Gisleskog PO, Hermann D, Hammarlund-Udenaes M, Karlsson MO.
Division of Clinical Pharmacology, GlaxoWellcome Research and Development, Middlesex, England. po7205
A model for the turnover of dihydrotestosterone in the presence of the irreversible 5 alpha-reductase inhibitors GI198745 and finasteride.
OBJECTIVE: To develop a pharmacokinetic-pharmacodynamic model that characterizes the conversion of testosterone to dihydrotestosterone (DHT) by 5 alpha-reductase types 1 and 2 and the irreversible inhibition of 5 alpha-reductase by finasteride, a 5 alpha-reductase type 2 inhibitor and by GI198745 (dutasteride), a potent and specific dual 5 alpha-reductase inhibitor.
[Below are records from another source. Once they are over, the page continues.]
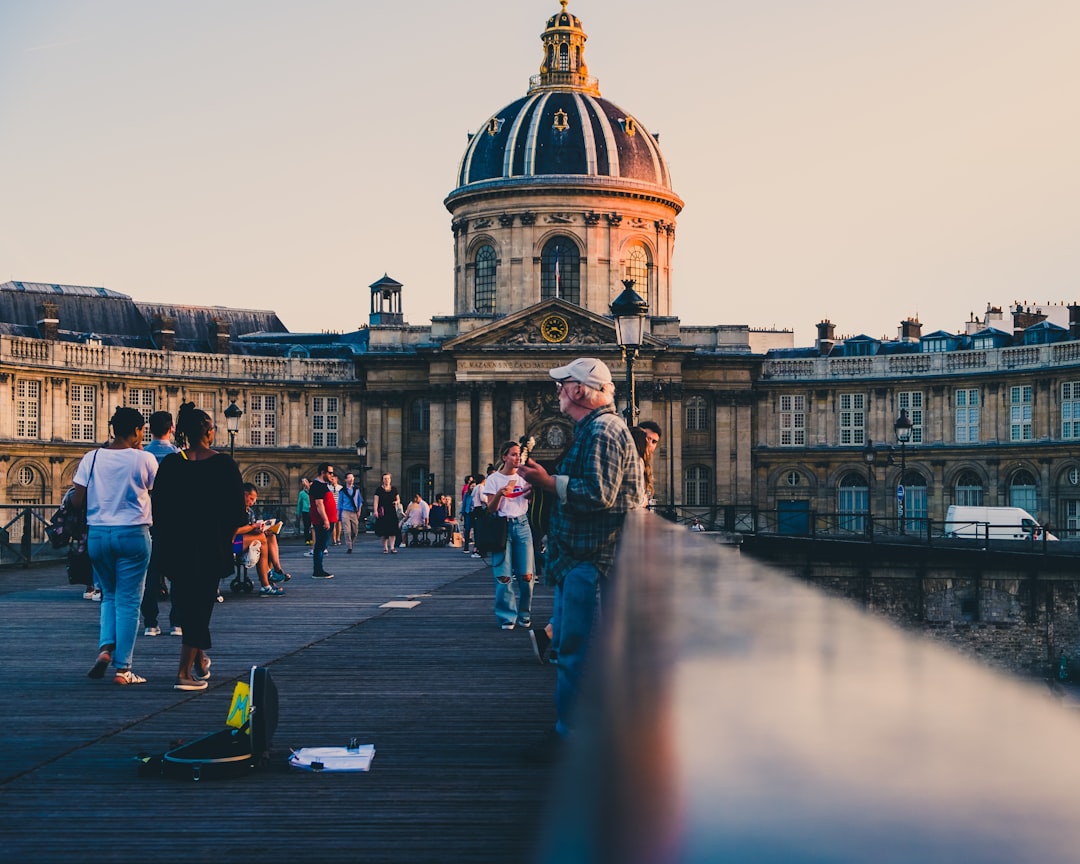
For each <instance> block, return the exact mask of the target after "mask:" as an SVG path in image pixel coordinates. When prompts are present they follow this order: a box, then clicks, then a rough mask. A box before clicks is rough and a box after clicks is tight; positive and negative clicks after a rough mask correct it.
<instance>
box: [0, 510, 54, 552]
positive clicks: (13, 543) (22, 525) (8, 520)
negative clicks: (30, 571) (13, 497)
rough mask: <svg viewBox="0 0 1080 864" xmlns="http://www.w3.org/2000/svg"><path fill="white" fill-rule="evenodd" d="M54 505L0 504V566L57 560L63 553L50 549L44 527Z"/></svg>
mask: <svg viewBox="0 0 1080 864" xmlns="http://www.w3.org/2000/svg"><path fill="white" fill-rule="evenodd" d="M57 507H58V505H57V504H28V505H27V504H0V567H12V566H22V567H29V566H30V565H31V564H36V563H38V562H52V561H58V559H60V558H63V557H64V555H65V552H64V551H62V550H55V549H53V546H52V544H51V543H50V542H49V536H48V535H46V534H45V528H46V527H48V526H49V519H50V518H51V517H52V514H53V513H55V512H56V508H57Z"/></svg>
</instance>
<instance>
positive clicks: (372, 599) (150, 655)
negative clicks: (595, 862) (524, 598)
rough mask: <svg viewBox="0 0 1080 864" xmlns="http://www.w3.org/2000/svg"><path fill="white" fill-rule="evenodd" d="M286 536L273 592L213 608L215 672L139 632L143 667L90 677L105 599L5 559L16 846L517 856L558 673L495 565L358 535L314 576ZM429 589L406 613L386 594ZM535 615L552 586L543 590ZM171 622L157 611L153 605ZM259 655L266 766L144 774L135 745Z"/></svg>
mask: <svg viewBox="0 0 1080 864" xmlns="http://www.w3.org/2000/svg"><path fill="white" fill-rule="evenodd" d="M303 549H305V548H303V546H293V548H286V549H284V550H283V558H284V564H285V566H286V568H287V569H289V570H291V571H292V572H293V575H294V579H293V580H292V581H291V582H288V583H287V584H286V590H287V594H286V596H285V597H282V598H262V597H258V596H252V595H246V596H235V595H228V593H227V598H226V602H225V603H224V604H221V605H220V606H219V607H218V608H217V609H216V610H215V613H214V621H213V625H212V630H213V634H214V640H215V648H214V650H212V651H211V656H212V657H213V659H214V665H213V670H212V671H213V674H214V677H213V678H212V680H211V684H212V687H211V689H208V690H206V691H204V692H200V693H193V694H190V693H183V692H178V691H174V690H173V689H172V683H173V678H174V677H175V664H176V659H177V657H178V651H179V642H180V640H179V639H178V638H176V637H171V636H167V635H166V636H159V637H156V638H146V637H143V636H141V635H140V636H139V638H138V642H137V644H136V653H135V662H134V663H133V667H134V669H135V670H136V671H137V672H139V673H140V674H141V675H144V676H146V677H147V678H148V679H149V683H148V684H147V685H144V686H140V687H129V688H121V687H118V686H116V685H112V684H111V678H107V679H106V680H105V681H92V680H89V679H87V678H86V676H85V673H86V670H87V669H89V666H90V664H91V662H92V660H93V657H94V653H95V651H94V649H95V646H96V630H97V623H96V617H97V610H98V606H97V604H93V603H91V602H89V600H83V599H82V598H81V594H79V593H78V590H77V589H73V588H69V586H67V585H66V584H63V582H64V578H63V573H62V572H60V571H59V570H58V568H57V570H56V571H48V572H46V571H43V570H37V571H32V572H31V571H18V572H17V573H15V572H13V571H5V572H3V573H0V582H3V583H4V588H3V590H0V613H2V618H3V622H4V626H3V627H2V629H0V646H2V649H3V657H4V660H5V662H4V663H2V664H0V692H2V693H3V705H4V711H3V714H4V719H5V724H4V727H5V730H6V732H8V744H9V755H10V757H11V758H10V759H5V760H4V762H3V765H0V772H2V777H0V788H2V791H3V793H4V795H3V799H4V807H3V808H2V810H0V831H2V834H3V837H4V843H5V850H6V852H8V855H6V858H8V859H9V860H15V861H30V860H33V861H59V860H69V859H73V858H80V859H83V860H94V861H131V860H144V859H161V860H173V859H175V858H180V856H183V858H184V859H186V860H200V859H207V860H229V859H231V858H233V856H234V855H235V856H240V855H243V856H244V858H245V859H247V860H260V861H286V860H287V861H315V860H318V861H359V860H363V861H387V862H418V861H441V862H447V861H477V862H484V861H491V862H505V861H527V860H530V859H531V856H532V850H534V847H535V842H536V838H537V836H538V832H539V831H540V829H541V828H542V827H543V812H544V801H545V797H546V794H548V786H549V782H550V773H551V769H548V768H542V767H541V768H538V767H536V766H532V765H529V764H528V762H527V761H526V760H525V758H524V753H525V751H526V748H527V747H529V746H530V745H531V744H534V743H535V742H536V741H538V740H539V739H540V738H541V737H542V734H543V732H544V731H545V730H546V729H548V728H550V727H551V725H552V724H553V721H554V711H553V693H554V670H553V669H552V667H550V666H541V665H540V664H539V663H537V662H536V660H535V658H534V657H532V653H531V650H530V646H529V639H528V637H527V634H526V633H525V632H523V631H522V630H519V629H518V630H517V631H514V632H509V633H508V632H503V631H501V630H499V629H498V627H497V626H496V623H495V617H494V615H492V611H491V577H490V570H489V569H488V568H487V567H486V566H484V563H483V562H478V561H475V559H472V558H470V557H468V556H465V555H462V554H461V552H460V551H456V550H450V549H416V550H408V551H407V552H403V553H402V554H400V555H396V556H383V555H382V554H381V551H380V550H381V544H378V543H377V541H376V540H375V539H374V538H369V537H364V538H362V540H361V543H360V544H359V545H357V549H356V552H355V553H354V554H353V555H343V554H340V551H339V550H340V548H335V549H334V550H332V554H330V556H329V558H328V561H327V566H328V567H329V569H332V571H335V572H336V573H337V578H336V579H334V580H330V581H315V580H312V579H310V577H308V576H306V573H308V572H310V566H311V561H310V558H305V557H302V551H303ZM414 595H419V599H420V600H421V603H420V605H419V606H417V607H416V608H414V609H389V610H387V609H380V608H379V606H380V605H381V604H382V603H384V602H387V600H389V599H395V598H401V597H404V596H414ZM534 608H535V620H536V621H537V622H538V623H542V622H544V621H546V618H548V615H549V612H550V608H551V592H550V589H545V588H541V589H540V590H538V591H537V597H536V603H535V607H534ZM162 612H163V615H162V621H163V622H164V621H165V620H166V617H167V604H163V608H162ZM252 664H261V665H267V666H268V667H269V669H270V671H271V674H272V676H273V679H274V681H275V684H276V685H278V688H279V691H280V703H281V704H280V707H281V719H280V725H279V729H278V732H276V734H275V735H274V762H273V765H272V766H271V767H270V768H269V769H268V770H265V771H260V772H253V773H252V774H251V775H248V777H244V778H241V779H239V780H233V781H217V782H200V783H187V782H181V781H175V780H168V779H165V778H154V779H140V778H138V777H137V773H136V764H135V761H134V757H135V755H136V754H138V753H139V752H143V751H147V752H161V751H162V750H164V748H165V746H166V745H167V744H168V743H170V741H171V740H174V739H177V738H183V739H186V740H191V739H193V738H198V737H200V735H201V734H204V733H206V732H210V731H214V730H216V729H218V728H221V727H222V726H224V721H225V716H226V712H227V710H228V705H229V701H230V697H231V693H232V688H233V683H234V681H235V680H238V679H239V678H240V677H241V676H246V671H247V669H249V666H251V665H252ZM352 737H357V738H359V739H360V740H361V741H362V742H364V743H374V744H375V746H376V756H375V760H374V762H373V767H372V771H370V772H369V773H360V774H325V773H323V774H313V773H308V772H303V771H298V770H296V769H292V768H288V767H287V766H286V764H285V760H286V758H287V755H288V748H289V747H300V746H320V745H343V744H345V743H347V742H348V740H349V739H350V738H352Z"/></svg>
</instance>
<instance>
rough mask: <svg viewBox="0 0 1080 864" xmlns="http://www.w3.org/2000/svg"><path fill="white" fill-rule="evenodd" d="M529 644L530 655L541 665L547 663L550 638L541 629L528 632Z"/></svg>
mask: <svg viewBox="0 0 1080 864" xmlns="http://www.w3.org/2000/svg"><path fill="white" fill-rule="evenodd" d="M529 642H530V643H532V653H534V654H536V658H537V661H538V662H539V663H541V664H543V663H546V662H548V651H550V650H551V637H550V636H549V635H548V631H545V630H544V629H543V627H536V629H534V630H530V631H529Z"/></svg>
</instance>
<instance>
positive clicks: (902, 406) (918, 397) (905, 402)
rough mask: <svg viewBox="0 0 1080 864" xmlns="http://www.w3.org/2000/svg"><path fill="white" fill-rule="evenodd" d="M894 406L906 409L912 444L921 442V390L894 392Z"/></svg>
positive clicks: (921, 424) (920, 442)
mask: <svg viewBox="0 0 1080 864" xmlns="http://www.w3.org/2000/svg"><path fill="white" fill-rule="evenodd" d="M896 406H897V407H899V408H901V409H906V410H907V417H908V419H909V420H910V421H912V440H910V443H912V444H921V443H922V392H921V391H919V390H913V391H909V392H906V393H897V394H896Z"/></svg>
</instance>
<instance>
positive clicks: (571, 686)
mask: <svg viewBox="0 0 1080 864" xmlns="http://www.w3.org/2000/svg"><path fill="white" fill-rule="evenodd" d="M607 581H608V580H606V579H600V578H599V573H598V572H597V570H596V568H595V567H594V566H593V565H592V564H579V565H578V566H577V567H575V568H573V569H572V570H570V571H569V572H568V573H567V575H566V576H565V577H564V578H563V582H562V583H561V584H559V585H557V586H556V588H555V605H554V611H553V613H552V620H551V624H552V650H553V651H554V652H555V662H556V664H557V666H556V669H557V672H556V675H555V715H556V721H555V731H556V732H558V733H559V734H561V735H568V734H569V733H570V732H571V731H572V729H573V713H575V710H576V707H577V704H578V699H579V696H580V688H581V677H582V675H583V673H584V666H585V660H586V656H588V652H589V648H590V645H591V643H592V640H593V631H594V630H595V629H596V624H597V622H598V621H599V619H600V610H602V607H603V596H604V594H605V593H606V585H607Z"/></svg>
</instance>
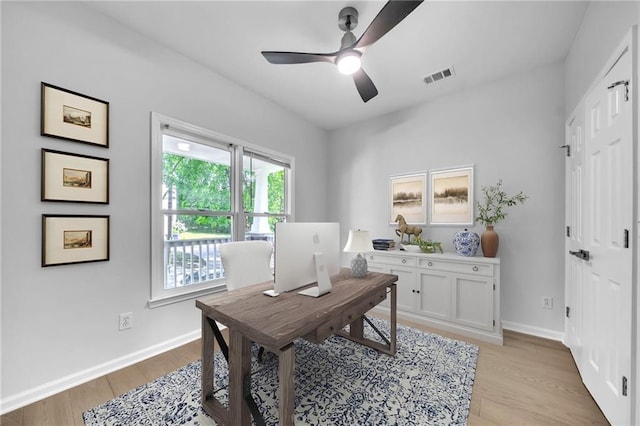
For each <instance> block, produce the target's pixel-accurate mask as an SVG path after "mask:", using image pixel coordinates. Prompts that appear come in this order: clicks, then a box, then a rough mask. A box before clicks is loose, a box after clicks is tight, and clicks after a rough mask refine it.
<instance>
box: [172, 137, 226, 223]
mask: <svg viewBox="0 0 640 426" xmlns="http://www.w3.org/2000/svg"><path fill="white" fill-rule="evenodd" d="M162 152H163V154H162V183H163V194H162V205H163V208H164V209H166V210H176V209H177V210H206V211H224V212H226V211H231V153H230V152H229V151H227V150H224V149H220V148H215V147H212V146H209V145H205V144H202V143H197V142H194V141H192V140H186V139H181V138H177V137H174V136H170V135H163V137H162Z"/></svg>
METHODS: Healthy men (n = 48) received doses of 0.1 to 40 mg GI198745 (n = 4 subjects per dose), 5 mg finasteride (n = 8), or placebo (n = 8) in a parallel-group study. Plasma concentrations of GI198745, finasteride, and DHT were measured frequently up to 8 weeks after dosing. Models were fitted with mixed-effects modeling with the NONMEM program.
RESULTS: The pharmacodynamics were well described with a model that accounted for the rates of DHT formation and elimination, 5 alpha-reductase turnover, relative capacity of the 2 5 alpha-reductase isozymes, and the rates of irreversible inhibition of one (finasteride) or both (GI198745) types of 5 alpha-reductase. The model indicated that type 2 5 alpha-reductase contributed approximately 80% of plasma DHT. GI198745 was about 3-fold more potent than finasteride on 5 alpha-reductase type 2. Nearly full blockade of both isozymes was achieved at doses of 10 mg or more GI198745, although the potency of this agent on 5 alpha-reductase type 1 was less than on type 2.
CONCLUSIONS: A physiologically based model for the turnover and irreversible inhibition of 5 alpha-reductase and for formation and elimination of DHT described the data well. This model helps explain differences in the rates of onset and offset of effect and offers a way to determine the relative potency of the irreversible 5 alpha-reductase inhibitors.